Bom, vou tentar contar como me lembro... Não sei ao certo quando a depressão começou, nem ao certo o que veio primeiro a bulimia ou a depressão. Mas sinceramente acredito que a bulimia é uma consequência de algo que já não vinha muito bem...  Na verdade tenho recordações de alguns pensamentos já na minha infância do tipo “não queria estar viva”. Esses pensamentos de desesperança eram espaçados e misturados com momentos normais e alegres. Apesar de não dividir os pensamentos negativos com ninguém, acredito que eles eram realmente sinceros. Eles começaram por volta dos meus oito ou sete anos.

O primeiro episódio bulímico ocorreu quando eu tinha 15 anos. Eu havia me excedido na alimentação e tive a "brilhante" ideia de colocar tudo para fora. No inicio foi uma solução fácil para me livre das calorias extras e o vômito me pareceu uma alternativa fácil e viável para meu problema. Mal sabia eu que estava entrando em talvez a pior armadilha que iria me acompanhar e me atormentar por longos anos da minha vida. Se eu pudesse eu jamais teria escolhido aquele caminho.

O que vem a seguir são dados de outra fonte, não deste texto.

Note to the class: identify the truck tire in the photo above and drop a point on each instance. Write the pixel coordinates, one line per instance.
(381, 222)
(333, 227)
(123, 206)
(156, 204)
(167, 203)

A bulimia, no início, foi usada para conter o peso, por pura vaidade, e para controlar de forma rápida um problema que eu mesmo tinha criado: ingerir muitas calorias, por ansiedade e descontrole.  Eu me acostumei tanto com a forma fácil de me livrar das calorias extras e da culpa de ter comido mais que precisava que a bulimia começou a fazer parte do meu dia a dia. Chegou um momento em que eu vomitava em todas as refeições, só pelo costume.  É como se o vômito fizesse parte do processo da alimentação: comer, mastigar, engolir e vomitar (deixar no estómago só o suficiente para sobreviver). Para mim, comer sem vomitar passou a ser inconcebível. Eu começava a passar mal, tremer, suar. Então deixei de ir para eventos sociais em que as pessoas serviam comida, ou seja, quase todos. E me isolei.

Bom, paralelamente a bulimia eu tive depressão. 

Essa fase foi de muito sofrimento. Eu tomava muitos remédios e ficava dopada, ou pelo menos me sentia assim. Eu sentia uma dor terrível no meu coração. Algo muito forte, na alma, indescritível. Me doía não saber descrever a causa e saber que a família, os amigos e todos a minha volta estavam preocupados.

Eu ia ao psicólogo (obrigada pela minha mãe), ao psiquiatra e tomava muitos remédios. Durante esse período, tentei largar a bulimia. No entanto, eu não conseguia comer nada e acabei desenvolvendo outro transtorno alimentar: anorexia. Durante pouco tempo perdi muito peso, me sentia muito pressionada e minha depressão ficou mais intensa. Depois de seis meses, votei para a bulimia.  

Ao longo do tempo mudei médicos várias vezes. Acho que sentia um pouco de raiva da quantidade enorme de remédio que os psiquiatras me davam. Tem horas que tenho a sensação que o terapeuta estaria muito mais apto para passar qualquer medicamento. Sempre achei superficial e artificial a conversa de uma hora que se tem mensalmente com o psiquiatra. Como assim fazer um resumo de tudo o que você está passando???? Sabe? Acho que o contato psiquiatra/paciente deveria ser mais próximo como o é o de psicólogo/paciente.

Por insistência dos outros, tentei igreja, pastor, benzedeiros, centros espírita, etc... tudo na busca de um alívio. Durante esses anos, por algumas vezes, acreditei estar melhor e então larguei todos meus remédios. Eu acreditava que os remédios me faziam muito mal, além disso era muito difícil para mim aceitar que eu dependia deles.  Cada vez que eu deixava os remédios de lado, o retorno da depressão parecia ser mais forte.